LUXURY FEVER
Why Money Fails to Satisfy In An Era of Success - Robert H. Frank
"What data seems to say is that as national income grows, people do not spend their extra money in ways that yield significant and lasting increase in measured satisfaction." (p. 77)
      We in the social service industry—which includes the religion business—already know that wealth does not equate with happiness. I can drive you past some of the finest homes in places I have done ministry and tell you stories of how wealth does not translate into happiness.

      That part of the book, "Luxury Fever," is no surprise to almost anyone who has been exposed to the lives of the "rich and famous." On the other hand, we should recognize that those with wealth are also most likely to be among the happiest and healthiest among us.

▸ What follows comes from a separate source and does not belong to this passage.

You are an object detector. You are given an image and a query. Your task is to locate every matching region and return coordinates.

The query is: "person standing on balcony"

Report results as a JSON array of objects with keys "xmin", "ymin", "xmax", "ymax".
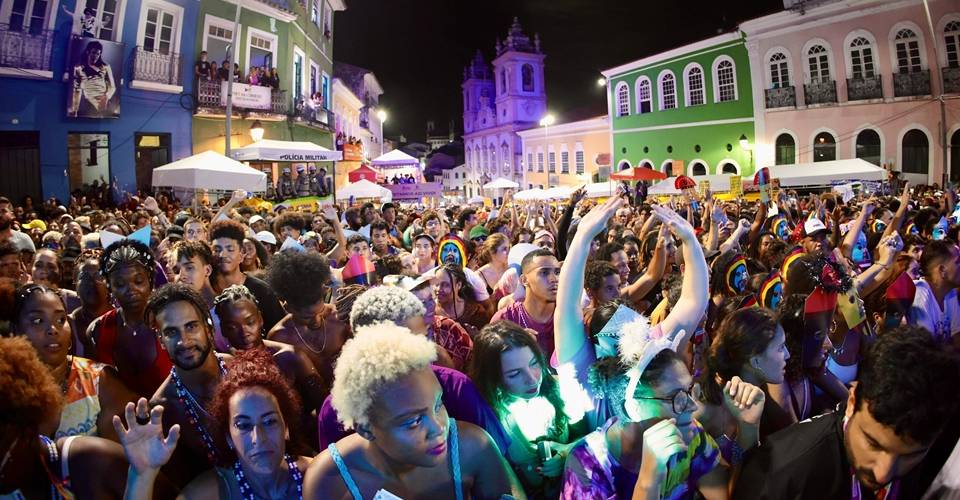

      The value in the book is not its dealing with the down side of luxury, but with economics.

      Most clergy are greatly deficient in two major areas. One is science, the other, economics. Since the Judeo-Christian Bible has so much to say about both cosmology and materialism, you would think that clergy would be more informed about these areas.

      Not being an economist I cannot judge whether Frank's outlook has merit. Whether his conclusions are valid do not take away from the educative value of the book. He invokes the name of Adam Smith in ways that Christians invoke the name of Jesus Christ. Adam Smith is the chief guru of modern economics. If you don't know it you should. There are more references to Adam Smith than to anyone else in the book.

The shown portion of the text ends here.